The SARS-CoV-2 variants that triggered alerts showed associated, reverse mutations in their major critical clusters, except for BA.2.12. Furthermore, BA.5 did not differ from BA.4 in SARS-CoV-2 S mutations, although BA.5 showed a critical cluster independent of all SARS-CoV-2 S mutations and included a separate SARS-CoV-2 M mutation . The signals issued by the monitoring system were specific but consistent across several geographic regions and were robust to multiple parameter selections.

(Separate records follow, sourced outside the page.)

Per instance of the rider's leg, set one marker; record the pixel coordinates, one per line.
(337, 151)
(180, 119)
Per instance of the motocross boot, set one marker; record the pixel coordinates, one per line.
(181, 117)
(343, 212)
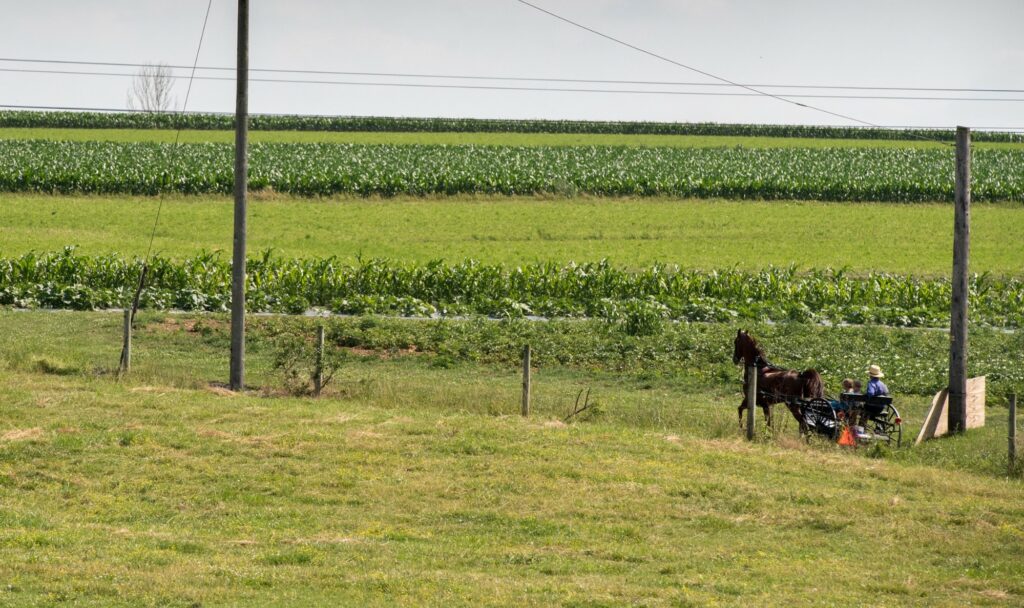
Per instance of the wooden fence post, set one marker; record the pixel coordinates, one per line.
(956, 402)
(318, 371)
(1012, 434)
(125, 364)
(525, 380)
(752, 398)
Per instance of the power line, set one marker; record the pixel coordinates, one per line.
(759, 91)
(518, 79)
(692, 69)
(218, 113)
(542, 89)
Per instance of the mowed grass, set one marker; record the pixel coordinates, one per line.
(194, 136)
(907, 239)
(412, 484)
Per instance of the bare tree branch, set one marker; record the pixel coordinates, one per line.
(151, 90)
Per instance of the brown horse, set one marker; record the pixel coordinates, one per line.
(775, 385)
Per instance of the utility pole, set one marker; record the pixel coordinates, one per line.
(241, 186)
(957, 313)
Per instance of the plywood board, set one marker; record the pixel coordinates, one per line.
(937, 422)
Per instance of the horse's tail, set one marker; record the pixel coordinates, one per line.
(811, 384)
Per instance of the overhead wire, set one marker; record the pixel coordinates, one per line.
(512, 78)
(542, 89)
(667, 59)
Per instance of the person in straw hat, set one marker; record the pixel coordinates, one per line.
(876, 387)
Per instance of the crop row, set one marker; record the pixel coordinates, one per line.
(84, 120)
(324, 169)
(641, 299)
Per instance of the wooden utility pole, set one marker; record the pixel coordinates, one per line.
(752, 398)
(957, 313)
(241, 191)
(525, 380)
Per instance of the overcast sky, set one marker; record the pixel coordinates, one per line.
(885, 43)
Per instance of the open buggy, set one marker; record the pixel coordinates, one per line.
(859, 418)
(850, 420)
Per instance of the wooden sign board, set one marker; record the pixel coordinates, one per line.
(937, 422)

Overall, the study results highlighted the accuracy of the new SARS-CoV-2 surveillance framework in issuing real-time motivated warnings about the emergence and disappearance of key SARS-CoV-2 variants. Critical signaling clusters can detect variant mutations, and variants are characterized by junctional mutations diverging from the wild-type (WT) SARS-CoV-2 strain and reverse mutations.

*Important message

medRxiv publishes preliminary scientific reports that are not peer-reviewed and therefore should not be considered conclusive, guiding clinical practice/health-related behavior or treated as established information.